His companies, NetDotSolutions and TeraMESH Networks, were both named in the suit.  Additionally, Aaron Michael Jones and Andy Salisbury, two resellers of TelWeb, are both also named in the suit.  Which brings up one problem with these types of suits.  Jones was already "permanently banned" from doing telemarketing.  Salisbury and World Connection were each fined $2.7 million dollars. Nine of his previous companies were also subject to the ban previously:   1) Allorey, Inc.; 2) Audacity LLC; 3) Data World Technologies, Inc.; 4) Dial Soft Technologies, Inc.; 5) Digital Marketing Solutions, Inc.; 6) Savilo Support Services, Inc.; 7) Secure Alliance, Inc.; 8) Velocity Information Corp.; and 9) World Access Media.
Jones was also one of those charged in the Point Break Media case, where callers were told to "Press 1 to speak to a Google Specialist" who told them they were about to be "unlisted" from Google and charged them at least $169 to not be deleted from Google search results.

Higher Goals Marketing

Have you had the Robocall about reducing your credit card interest rate?  It may have been coming from Higher Goals Marketing. " According to the FTC’s complaint, Higher Goals Marketing LLC, Sunshine Freedom Services LLC, Brandun L. Anderson, Lea A. Brownell, Melissa M. Deese, Gerald D. Starr, Jr., and Travis L. Teel, have engaged in a telemarketing scheme that has deceived financially distressed consumers nationwide by pitching bogus credit-card interest-rate-reduction services."
Unfortunately, this is another case demonstrating that to robocallers, a multi-million dollar fine is just a slap on the wrist.  The defendants were helped with setting up their service just weeks by Wayne Norris, just weeks after he was put out of business by a previous FTC settlement against the company he was working for,Life Management Services, back in 2016. He is charged with violating the Telemarketing Sales Rule by helping the other defendants organize the telemarketing infrastructure they used to bombard consumers with illegal robocalls, putting a team of managers together to oversee the entire robocall operation, and helping to set up a shell company to collect illegal up-front fees from consumers.

In the case of Life Management Services, Wayne was asked to handle registering the new company for his boss, Steven Guise, because Guise was permanently banned from telemarketing.  He did so by asking a friend of his wife's to register the company in Florida. (See p.6 of this 51 page order .. https://www.ftc.gov/system/files/documents/cases/life_management_order_and_permanent_injunction_kevin_guice.pdf )
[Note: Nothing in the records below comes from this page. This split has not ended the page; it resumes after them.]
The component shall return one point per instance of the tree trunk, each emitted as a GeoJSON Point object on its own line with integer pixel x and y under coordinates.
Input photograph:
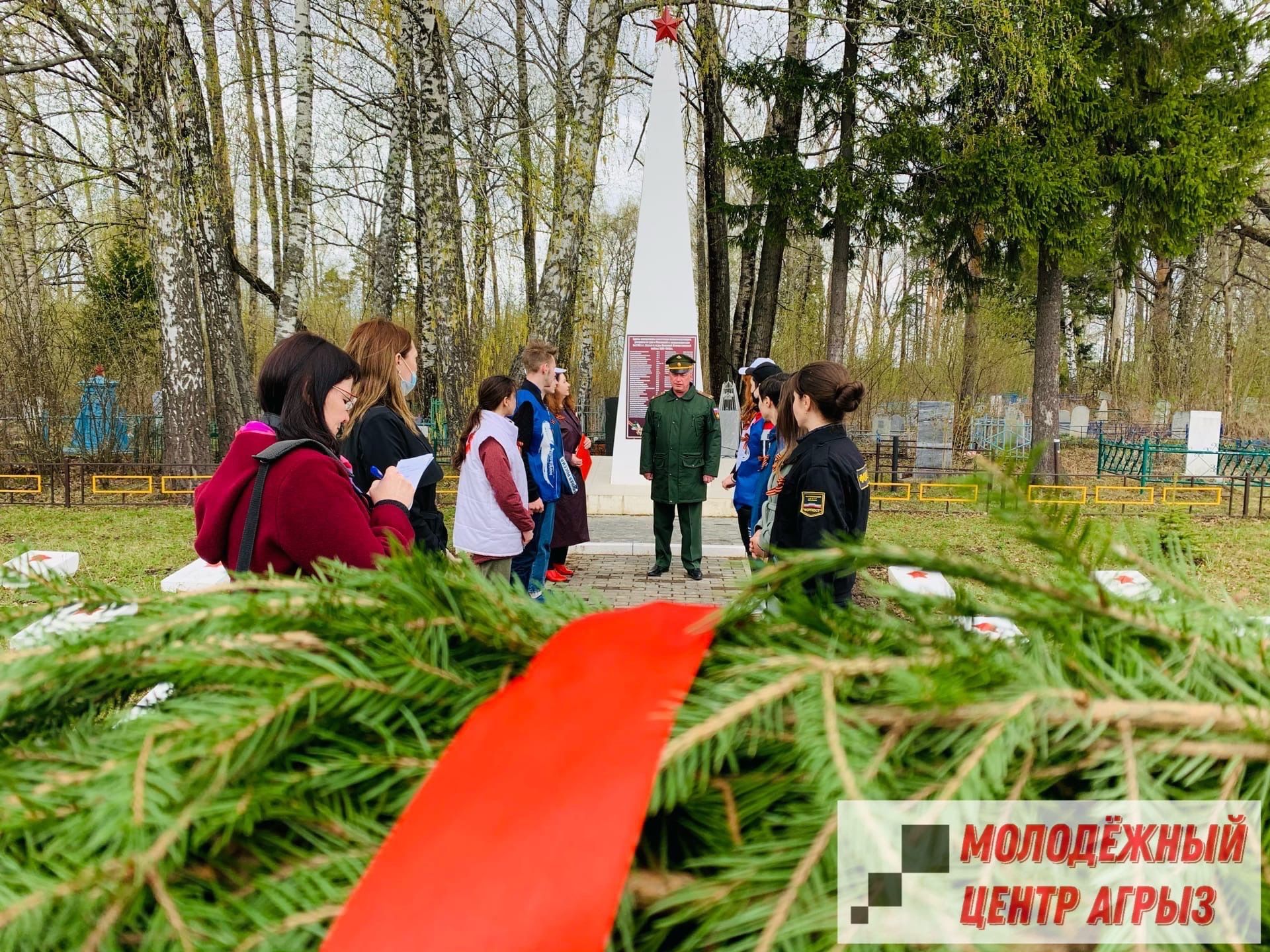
{"type": "Point", "coordinates": [142, 34]}
{"type": "Point", "coordinates": [529, 227]}
{"type": "Point", "coordinates": [269, 171]}
{"type": "Point", "coordinates": [1161, 319]}
{"type": "Point", "coordinates": [1189, 315]}
{"type": "Point", "coordinates": [1049, 337]}
{"type": "Point", "coordinates": [1228, 333]}
{"type": "Point", "coordinates": [210, 220]}
{"type": "Point", "coordinates": [444, 292]}
{"type": "Point", "coordinates": [840, 264]}
{"type": "Point", "coordinates": [302, 180]}
{"type": "Point", "coordinates": [386, 258]}
{"type": "Point", "coordinates": [284, 167]}
{"type": "Point", "coordinates": [1115, 335]}
{"type": "Point", "coordinates": [714, 172]}
{"type": "Point", "coordinates": [559, 284]}
{"type": "Point", "coordinates": [786, 126]}
{"type": "Point", "coordinates": [563, 110]}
Wayne is behind the calls that start "This is Rachel, from Cardholder Services?"  In 2012, the FTC Chairman Jon Leibowitz declared Rachel from Cardholder Services "public enemy number one."  Back then, Wayne worked for Ambrosia Web Services.

Travis Deloy Peterson

You'll probably also be familiar with Peterson's "Veteran scams".  Using many different fake charity names, including Veterans of America, Vehicles for Veterans LLC, Saving Our Soldiers, Donate Your Car, Donate That Car LLC, Act of Valor, and Medal of Honor, Peterson made millions of calls asking people to donate a vehicle to help a veteran. In addition to paying more than a $500,000 fine, Peterson also has to return 88 vehicles that he's stolen under the guise of a charitable donation.

Point Break Media

A fourth settlement by the FTC this week targeted people offering false Google Business services.  Point Break, and several related companies and "d/b/a" aliases, were calling customers to inform them that if they didn't take action immediately, their company would no longer be able to be found in Google searches.

Dustin Pillonato; Justin Ramsey; Aaron Michael Jones, a/k/a Michael Aaron Jones and Mike Jones; Ricardo Diaz; Michael Pocker; Steffan Molina, Vincent Yates, and Daniel Carver were all charged individually in the case.   Three primary defendants in this case have agreed to settle.

As part of the settlement, the defendants will pay the FTC $3,637,386.57 and agree to forego any further work in the telemarketing industry.